For most investors and portfolio managers, tax-loss selling – or tax-loss harvesting – is typically near the top of the list of year-end tax strategies. You sell a non-registered investment that’s worth less than its original cost, and you apply the resulting capital loss against capital gains. The net result is a lower tax bill.
But you don’t need to wait until the end of the year to take advantage of this tax strategy. At IPC Private Wealth, for example, our Portfolio Management Team practices tax-loss harvesting year-round on behalf of our investors. Investments are monitored regularly, and if a tax-loss harvesting opportunity that’s beneficial to the investor is identified, the team will take advantage of it. Harvesting capital losses year-round provides investors with the opportunity to use them to offset capital gain either in the current year, a future year, or from the three previous tax years.
Repurchasing a Promising Investment
Sometimes an investment is an ideal candidate for tax-loss harvesting but remains a holding our investment specialist continues to believe in.

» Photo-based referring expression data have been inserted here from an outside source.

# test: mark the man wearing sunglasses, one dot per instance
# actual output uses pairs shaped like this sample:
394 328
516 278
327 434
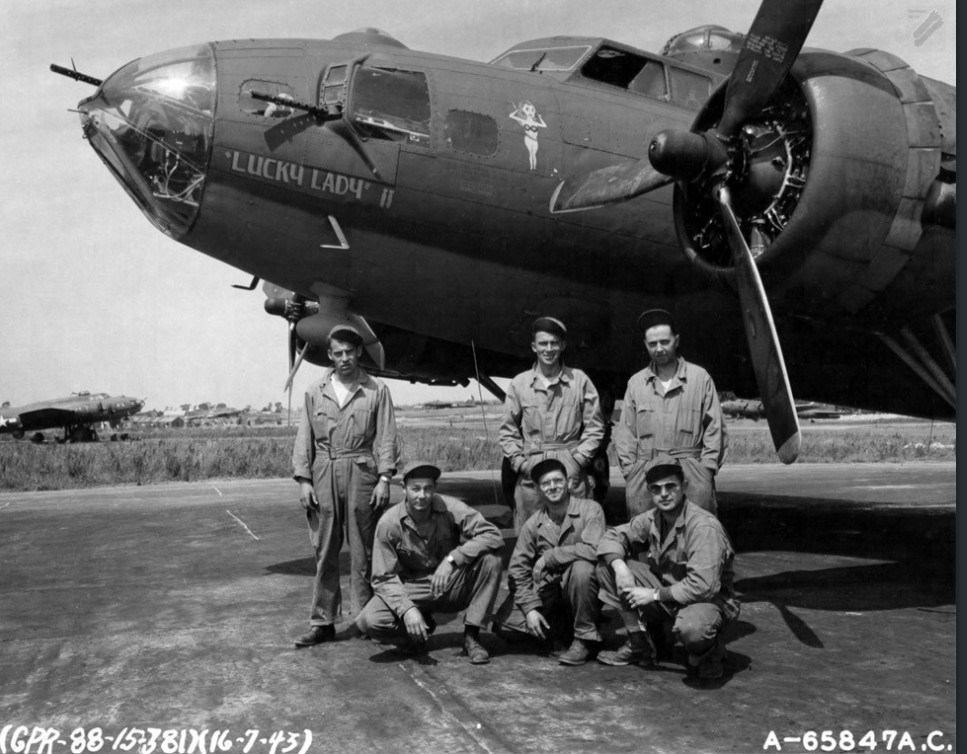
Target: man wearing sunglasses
669 567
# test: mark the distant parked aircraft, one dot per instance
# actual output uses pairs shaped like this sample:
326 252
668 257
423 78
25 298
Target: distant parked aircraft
740 408
77 414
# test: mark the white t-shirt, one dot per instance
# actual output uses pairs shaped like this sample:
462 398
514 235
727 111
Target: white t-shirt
342 391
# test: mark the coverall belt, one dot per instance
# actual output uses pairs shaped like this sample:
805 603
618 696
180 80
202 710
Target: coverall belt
677 452
533 449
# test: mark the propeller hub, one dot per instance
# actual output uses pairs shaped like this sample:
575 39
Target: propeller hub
686 156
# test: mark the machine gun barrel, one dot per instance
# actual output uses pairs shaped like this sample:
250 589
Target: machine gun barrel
76 75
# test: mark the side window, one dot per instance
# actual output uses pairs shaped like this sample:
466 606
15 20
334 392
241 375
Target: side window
651 81
689 89
391 104
471 132
248 104
332 88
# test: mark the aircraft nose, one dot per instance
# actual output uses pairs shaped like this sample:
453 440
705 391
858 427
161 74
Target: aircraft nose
151 122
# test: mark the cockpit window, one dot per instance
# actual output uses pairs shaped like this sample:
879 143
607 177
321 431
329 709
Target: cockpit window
612 66
542 59
391 104
151 122
689 89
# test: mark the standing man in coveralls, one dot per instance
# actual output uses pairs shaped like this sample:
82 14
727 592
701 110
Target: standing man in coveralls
344 458
551 411
670 407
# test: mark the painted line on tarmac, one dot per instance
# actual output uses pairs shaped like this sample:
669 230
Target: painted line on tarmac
244 525
457 711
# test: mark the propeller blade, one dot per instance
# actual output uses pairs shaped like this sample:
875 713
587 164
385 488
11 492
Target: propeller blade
295 368
293 345
610 185
767 361
777 35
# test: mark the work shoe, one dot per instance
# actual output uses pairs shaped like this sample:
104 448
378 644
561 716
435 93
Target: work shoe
411 647
637 650
475 650
316 635
711 668
576 654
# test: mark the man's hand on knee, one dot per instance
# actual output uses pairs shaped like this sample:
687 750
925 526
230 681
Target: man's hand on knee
416 627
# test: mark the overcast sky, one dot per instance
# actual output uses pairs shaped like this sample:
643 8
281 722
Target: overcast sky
92 297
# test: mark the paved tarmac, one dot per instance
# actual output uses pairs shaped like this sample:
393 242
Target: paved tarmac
174 606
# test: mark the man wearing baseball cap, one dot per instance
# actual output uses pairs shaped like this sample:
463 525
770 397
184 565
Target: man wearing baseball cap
344 458
669 566
670 407
433 553
553 588
551 411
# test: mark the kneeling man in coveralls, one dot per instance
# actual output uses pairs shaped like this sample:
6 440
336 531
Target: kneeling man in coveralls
670 565
432 553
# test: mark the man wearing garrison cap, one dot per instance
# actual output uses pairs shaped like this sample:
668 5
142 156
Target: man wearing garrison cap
669 568
344 458
551 411
553 589
670 407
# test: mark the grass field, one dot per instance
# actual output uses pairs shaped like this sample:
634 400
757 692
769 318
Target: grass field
455 438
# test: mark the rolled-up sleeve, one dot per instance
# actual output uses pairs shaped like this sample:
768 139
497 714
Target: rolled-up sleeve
586 548
715 441
705 555
509 433
520 571
625 434
386 445
303 452
617 542
386 569
592 433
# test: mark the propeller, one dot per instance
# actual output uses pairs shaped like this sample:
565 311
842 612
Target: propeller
760 332
705 160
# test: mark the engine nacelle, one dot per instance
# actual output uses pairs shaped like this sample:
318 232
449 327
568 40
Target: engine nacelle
840 185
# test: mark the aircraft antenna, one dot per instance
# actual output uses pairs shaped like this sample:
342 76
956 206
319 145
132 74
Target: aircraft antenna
483 414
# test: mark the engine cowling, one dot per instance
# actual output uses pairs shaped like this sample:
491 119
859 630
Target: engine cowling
845 186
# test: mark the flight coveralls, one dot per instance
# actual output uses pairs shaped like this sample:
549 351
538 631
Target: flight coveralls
685 421
404 562
343 451
569 581
562 420
692 571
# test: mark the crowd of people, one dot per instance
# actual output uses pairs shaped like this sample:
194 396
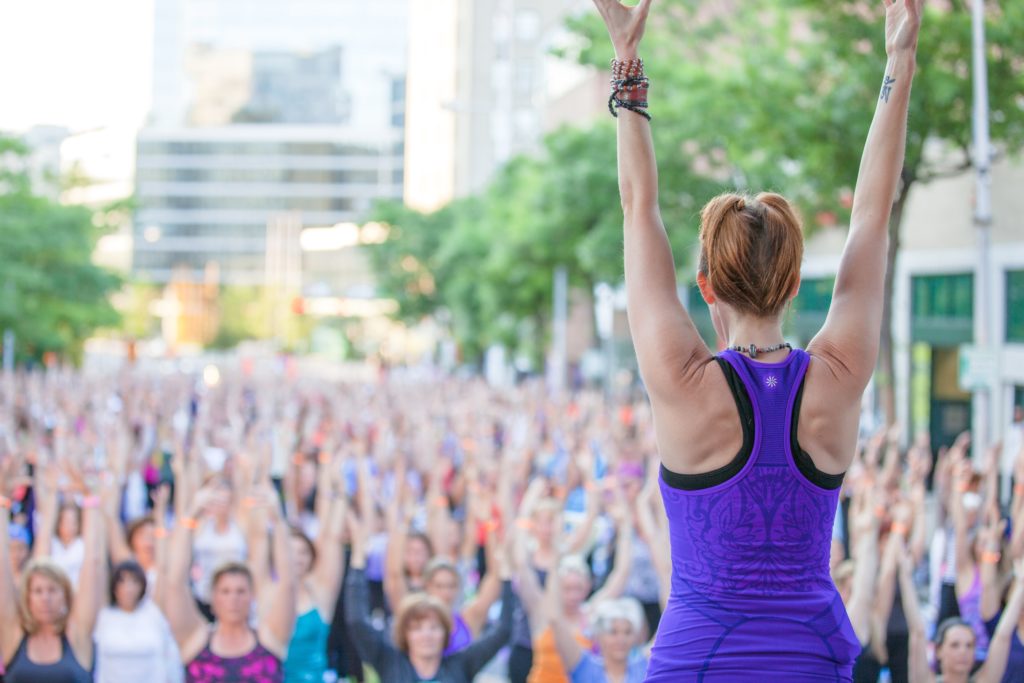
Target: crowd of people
157 528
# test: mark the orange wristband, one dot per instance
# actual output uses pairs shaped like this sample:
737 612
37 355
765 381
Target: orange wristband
989 557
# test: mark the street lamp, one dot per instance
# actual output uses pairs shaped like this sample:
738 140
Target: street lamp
983 220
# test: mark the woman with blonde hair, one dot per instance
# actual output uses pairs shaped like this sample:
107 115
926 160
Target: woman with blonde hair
45 629
754 440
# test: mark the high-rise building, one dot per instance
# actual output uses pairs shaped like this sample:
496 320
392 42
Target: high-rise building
208 195
263 111
483 86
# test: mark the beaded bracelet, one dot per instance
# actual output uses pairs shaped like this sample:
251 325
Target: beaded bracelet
629 87
991 557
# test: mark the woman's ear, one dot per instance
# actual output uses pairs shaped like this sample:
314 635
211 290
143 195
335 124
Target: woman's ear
706 291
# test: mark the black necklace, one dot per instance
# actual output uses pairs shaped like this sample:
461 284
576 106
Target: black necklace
753 350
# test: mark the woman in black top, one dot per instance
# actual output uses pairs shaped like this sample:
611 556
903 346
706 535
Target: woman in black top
422 628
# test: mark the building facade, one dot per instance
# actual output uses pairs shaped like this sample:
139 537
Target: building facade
940 307
263 113
483 86
209 195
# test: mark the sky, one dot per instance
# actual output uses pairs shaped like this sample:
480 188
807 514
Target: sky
79 63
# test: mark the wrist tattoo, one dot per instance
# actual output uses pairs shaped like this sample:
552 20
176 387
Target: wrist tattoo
887 88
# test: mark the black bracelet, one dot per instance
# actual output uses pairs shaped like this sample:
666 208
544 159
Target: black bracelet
637 108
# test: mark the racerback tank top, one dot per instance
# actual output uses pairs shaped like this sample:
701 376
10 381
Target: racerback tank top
751 590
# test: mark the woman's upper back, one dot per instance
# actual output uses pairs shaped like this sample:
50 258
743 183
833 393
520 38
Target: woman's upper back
761 523
65 670
699 430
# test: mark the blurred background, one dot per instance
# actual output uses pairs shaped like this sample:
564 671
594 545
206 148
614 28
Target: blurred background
431 184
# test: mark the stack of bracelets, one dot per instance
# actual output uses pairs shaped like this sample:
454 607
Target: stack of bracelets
629 87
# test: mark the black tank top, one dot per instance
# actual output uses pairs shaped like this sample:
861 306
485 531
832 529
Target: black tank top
65 670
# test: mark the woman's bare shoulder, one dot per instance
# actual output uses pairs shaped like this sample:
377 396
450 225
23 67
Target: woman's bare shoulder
698 430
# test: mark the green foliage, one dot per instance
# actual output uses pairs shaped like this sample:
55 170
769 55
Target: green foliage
778 94
51 295
243 315
488 260
774 94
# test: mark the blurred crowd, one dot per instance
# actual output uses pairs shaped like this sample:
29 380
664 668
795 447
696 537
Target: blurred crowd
158 528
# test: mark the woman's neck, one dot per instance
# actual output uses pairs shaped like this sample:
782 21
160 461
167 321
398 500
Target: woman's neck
758 331
46 632
426 668
614 671
232 631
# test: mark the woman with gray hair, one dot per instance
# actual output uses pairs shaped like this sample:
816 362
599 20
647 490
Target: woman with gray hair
616 627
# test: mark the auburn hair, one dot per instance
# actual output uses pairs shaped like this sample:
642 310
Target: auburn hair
751 251
415 608
231 569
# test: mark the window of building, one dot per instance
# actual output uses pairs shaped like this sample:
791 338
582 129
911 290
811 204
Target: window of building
943 309
944 296
1015 306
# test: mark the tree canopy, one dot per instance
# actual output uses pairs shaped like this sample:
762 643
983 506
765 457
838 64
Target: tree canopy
774 94
52 297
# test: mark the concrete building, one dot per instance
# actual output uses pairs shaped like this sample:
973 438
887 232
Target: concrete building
262 112
209 195
482 88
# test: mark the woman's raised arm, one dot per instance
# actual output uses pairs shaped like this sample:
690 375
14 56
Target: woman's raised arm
667 342
10 628
849 339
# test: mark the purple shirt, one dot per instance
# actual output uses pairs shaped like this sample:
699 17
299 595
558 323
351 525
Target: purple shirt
751 589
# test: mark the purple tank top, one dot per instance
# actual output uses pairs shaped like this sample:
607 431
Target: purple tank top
751 589
970 606
461 636
258 666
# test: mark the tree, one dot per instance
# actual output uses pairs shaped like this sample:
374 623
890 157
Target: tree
51 295
488 260
778 94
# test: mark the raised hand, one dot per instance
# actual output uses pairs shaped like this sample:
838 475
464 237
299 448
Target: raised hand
902 25
626 25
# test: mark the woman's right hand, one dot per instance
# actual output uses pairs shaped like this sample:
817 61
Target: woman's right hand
902 25
626 25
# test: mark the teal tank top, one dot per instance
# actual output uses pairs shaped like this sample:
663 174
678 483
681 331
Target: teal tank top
306 659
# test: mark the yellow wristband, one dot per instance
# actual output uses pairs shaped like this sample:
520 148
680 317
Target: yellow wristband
988 557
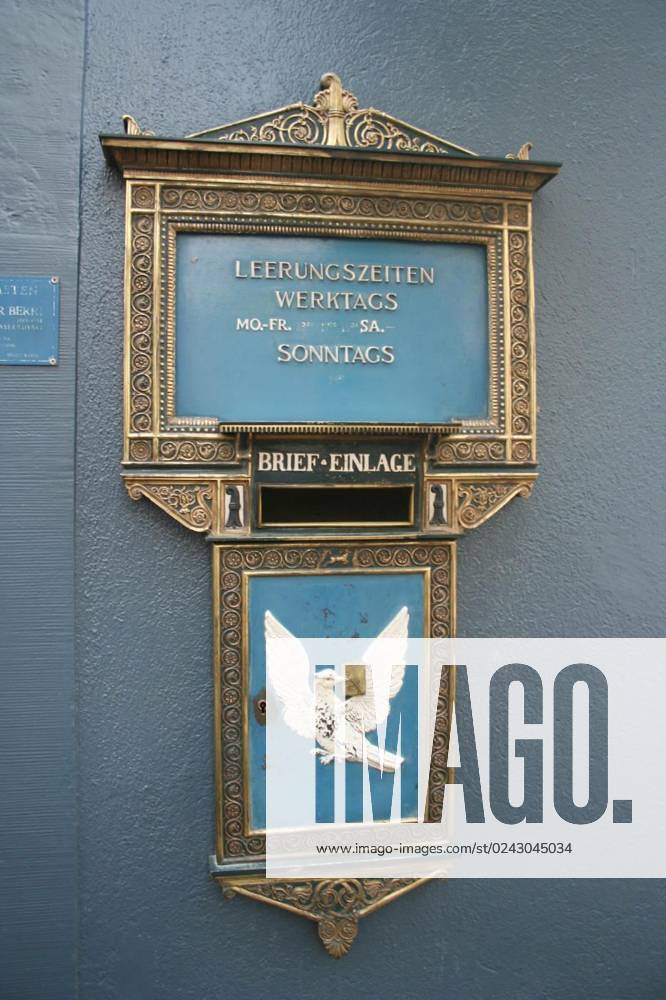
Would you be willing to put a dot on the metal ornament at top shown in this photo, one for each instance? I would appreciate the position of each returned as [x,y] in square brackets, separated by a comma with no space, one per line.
[333,119]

For example, a security may have lost value because the sector it belongs to is experiencing a downturn, which is expected to be temporary. This calls for a hands-on monitoring approach to benefit the investor through tax loss harvesting. In instances like this, we will sell the investment to realize the capital loss, but after a statutory period of time (30 days), we will repurchase it. In order to maintain the underlying characteristics of your portfolio during the ‘harvesting’ period, we will typically hold a sector ETF that is representative of the security that we have sold. On occasion, if the investment specialist’s view of that original holding changes within the 30-day ‘harvesting’ period, and they recommend disposal of that original security in favour of another security with greater potential upside, we will simply re-purchase the new recommendation.
How You Come Out Ahead
Any tax-loss transactions we conduct throughout the year benefit you when you file your tax return. You apply any capital losses against capital gains from the same tax year, paying less tax overall. You can magnify these tax savings by investing the money you save back into your portfolio, where they’ll become investment assets that compound over time.
It is possible for an individual investor or financial professional to practice year-round tax-loss harvesting. But you need the expertise to know when to sell and the time to actively monitor a portfolio for opportunities.